Ofsted inspectors to move away from exams results focus

Exam results and grades will no longer be the key focus of Ofsted inspections in England, under new plans.

Ofsted chief inspector Amanda Spielman says the focus on performance data has narrowed what is taught in schools.

She will suggest, in a speech in Newcastle on Thursday, inspections have placed too much weight on exam results.

Teachers and heads have long argued education watchdog Ofsted’s focus on data, along with school league tables, has made schools into “exam factories”.

They are likely to react positively to the changes being planned.

It is likely to make it easier for inspectors to recognise the good work done by schools in challenging circumstances.

In her speech to the Schools NorthEast summit, she will acknowledge that the current inspection model had led to “excessive workload” in some schools.

It comes only weeks after Ms Spielman said Ofsted inspection had added pressure for schools to “deliver test scores above all else”.

“For a long time, our inspections have looked hardest at outcomes, placing too much weight on test and exam results when we consider the overall effectiveness of schools,” she will say.

“The cumulative impact of performance tables and inspections, and the consequences that are hung on them, has increased the pressure on school leaders, teachers and indirectly on pupils to deliver perfect data above all else.

“But we know that focusing too narrowly on test and exam results can often leave little time or energy for hard thinking about the curriculum, and in fact can sometimes end up making a casualty of it.

“The bottom line is that we must make sure that we, as an inspectorate, complement rather than intensify performance data.”

She will also suggest teachers have been reduced to “data managers” rather than being treated as “experts in their field”.

New judgements

She will add: “I don’t know a single teacher who went into teaching to get the perfect progress eight score (a measure of pupil progress).

“They go into it because they love what they teach and want children to love it too.”

The biggest planned change to the inspection framework is that the section based on “pupil outcomes” (exam results) is likely to be replaced with a new judgement for “quality of education”.

But there are also changes planned for the other categories.

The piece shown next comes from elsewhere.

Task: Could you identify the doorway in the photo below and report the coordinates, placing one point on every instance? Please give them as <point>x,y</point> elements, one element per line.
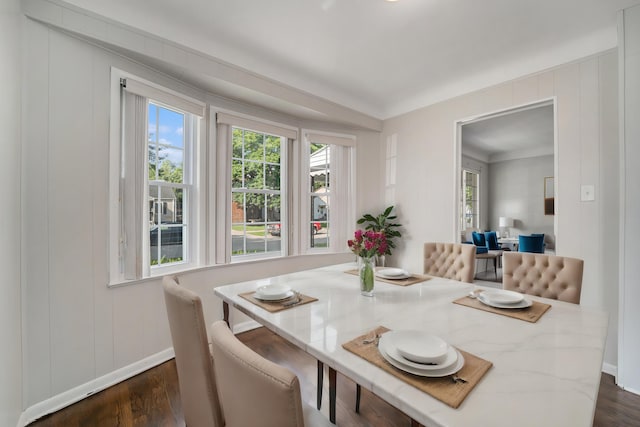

The new planned judgement headings are:

  • personal development
  • behaviour and attitudes
  • schools’ leadership and management.

The four categories currently used for Ofsted inspections are:

  • effectiveness of leadership and management
  • quality of teaching, learning and assessment
  • personal development, behaviour and welfare
  • outcomes for children and learners.

Ofsted will launch a consultation on the new set of inspection categories in a new framework in January, in the hope of starting to use them at the start of the school year in September 2019.